Tuesday, January 19, 2010

I’m not Sartre’s son.

Before I saw you Sunday, a rainy night, I’d been at the bookstore—a long time. I won’t list all the ones I wanted to buy—too many. I have little time for even a few soon. It’s always like that! I can’t stand it. 24, I wanted for my library. I bought 6. Even 6 is too much. Maybe they’ll be inhabited within the year—after others, bought long ago, are read, having been carefully selected from many times more than those, bought way back. Or maybe the new 6 points in my pointillism of textual affairs shifts the whole sequence. (Spread them all on a floor, so the reading sequence becomes a broken line from book to book to book, maybe forming a pattern, as if a path itself is a message.)

And weekends keep arriving, of course: more books to desire (though I don’t usually see much in one visit that I want).

Walking home, the rain had stopped, but the streetlights reflected off everything, like ice on twigs, everyone walking on mirrors. The metal tip of your closed umbrella clicking on the wet pavement far away got my attention: thin silhouette walking so smartly. Your disheveled hair, made wavy by the mist, black against backlight, made you look like the Bride of Frankenstein (sorry).

Like a blind man, my hands trace your body, as if knowing all surfaces would imply your inner nature, Self evinced and cohering through all tangibility—like literal reading that gradually evinces a topography, vicarious travel, joy, loss—like all romances: wanting to totally merge all feeling, earlier loves, life Projects (Sartre was big on this), durable happiness, memorable creativity—that we might embody some high humanity, self-begetting genesis, exemplifying what’s best in some art of living by elated embodiment, a singularity of indwelling some endless story, reconciled to the black cosmos, because we still are—because...because you weren’t a fiction, alas.

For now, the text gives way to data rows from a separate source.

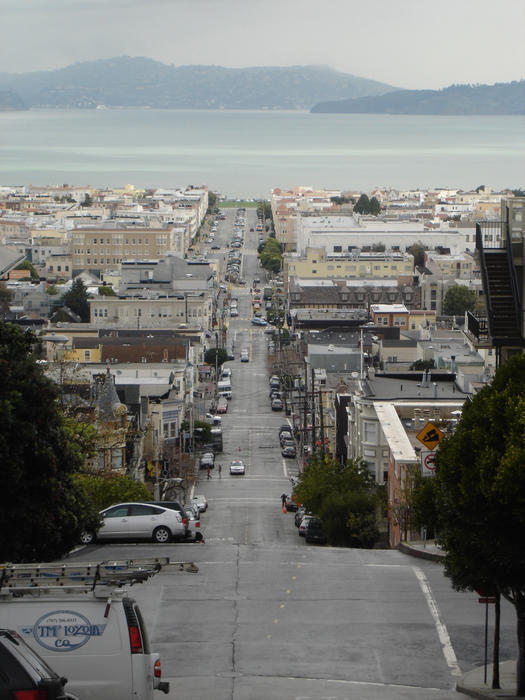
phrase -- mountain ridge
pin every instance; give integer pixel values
(497, 99)
(126, 81)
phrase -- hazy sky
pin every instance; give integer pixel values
(406, 43)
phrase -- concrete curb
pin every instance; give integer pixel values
(421, 552)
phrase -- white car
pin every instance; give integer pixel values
(201, 502)
(135, 521)
(237, 467)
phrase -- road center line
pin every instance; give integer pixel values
(448, 651)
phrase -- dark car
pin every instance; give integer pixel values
(175, 505)
(314, 533)
(291, 506)
(285, 435)
(207, 460)
(24, 674)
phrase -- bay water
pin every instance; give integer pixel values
(248, 153)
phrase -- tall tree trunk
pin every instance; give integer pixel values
(495, 651)
(520, 667)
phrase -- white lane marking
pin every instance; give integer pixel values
(444, 638)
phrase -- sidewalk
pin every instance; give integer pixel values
(471, 683)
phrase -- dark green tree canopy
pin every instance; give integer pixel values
(480, 495)
(209, 356)
(36, 488)
(344, 497)
(363, 204)
(77, 300)
(459, 299)
(26, 265)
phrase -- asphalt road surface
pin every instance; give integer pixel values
(268, 617)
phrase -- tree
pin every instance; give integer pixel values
(363, 205)
(212, 201)
(480, 495)
(209, 356)
(418, 251)
(459, 299)
(6, 296)
(344, 497)
(37, 491)
(103, 490)
(77, 300)
(375, 206)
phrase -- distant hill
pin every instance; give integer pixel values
(10, 101)
(142, 82)
(501, 98)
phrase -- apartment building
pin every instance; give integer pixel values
(100, 248)
(318, 263)
(344, 234)
(181, 311)
(390, 315)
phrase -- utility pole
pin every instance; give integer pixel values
(312, 370)
(321, 423)
(305, 401)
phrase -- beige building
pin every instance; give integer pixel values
(318, 264)
(178, 311)
(98, 249)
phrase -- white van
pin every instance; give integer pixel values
(224, 388)
(80, 619)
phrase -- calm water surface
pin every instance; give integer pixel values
(240, 153)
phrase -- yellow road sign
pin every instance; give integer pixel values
(430, 436)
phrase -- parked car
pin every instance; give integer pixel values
(207, 460)
(192, 509)
(222, 405)
(299, 515)
(237, 467)
(24, 674)
(89, 629)
(201, 502)
(314, 532)
(135, 521)
(213, 419)
(291, 505)
(175, 505)
(285, 435)
(303, 524)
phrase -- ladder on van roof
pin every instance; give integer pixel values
(84, 576)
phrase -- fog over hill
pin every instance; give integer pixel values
(143, 82)
(501, 98)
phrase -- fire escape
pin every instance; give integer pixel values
(501, 264)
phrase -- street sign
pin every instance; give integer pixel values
(430, 436)
(429, 461)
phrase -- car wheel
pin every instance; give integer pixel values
(87, 537)
(161, 535)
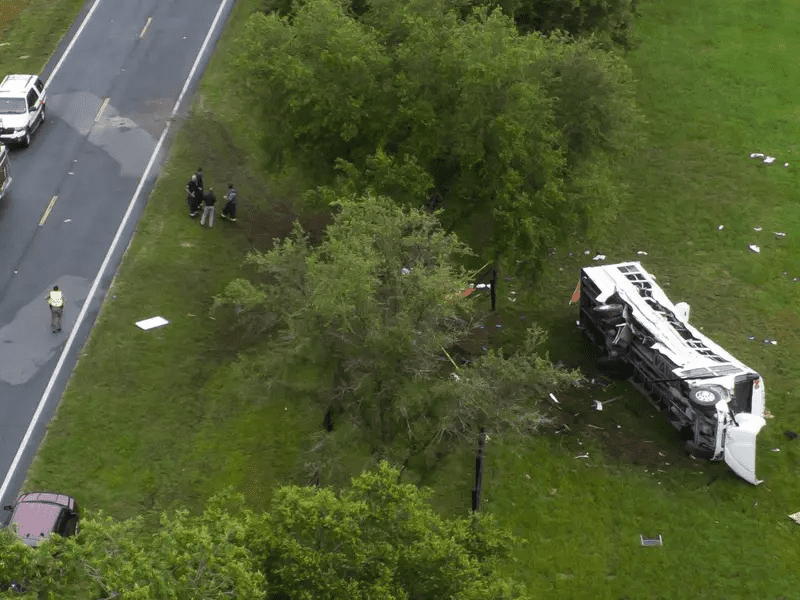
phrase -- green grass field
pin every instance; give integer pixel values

, imagine growing up with Jean-Paul and Simone as part of your family. When writer John Gerassi was a kid, his parents were “very close friends” with Sartre and de Beauvoir, such that “the couple became for him like surrogate parents. Authorized by Sartre to write his biography, Gerassi conducted a long series of interviews between 1970 and 1974, which he has recently [2009—decades later?] edited to produce this revelatory and breathtaking portrait...,” so it’s claimed. Titled Talking with Sartre, Gerassi read and talked recently here, Berkeley, at University Press Books.

And Derrida was married to a psychoanalyst; I can’t stand it. (So, repeating
the fact becomes symptomatic—right, Janna?). I didn’t grow up in an intellectual household, so sad. Sometimes I think I’m wondering Earth looking for my primordial sister—mirrored Anima, Aletheia, you.

It’s been authoritatively said that many of the great ideas for which Jean-Paul is credited came from Simone.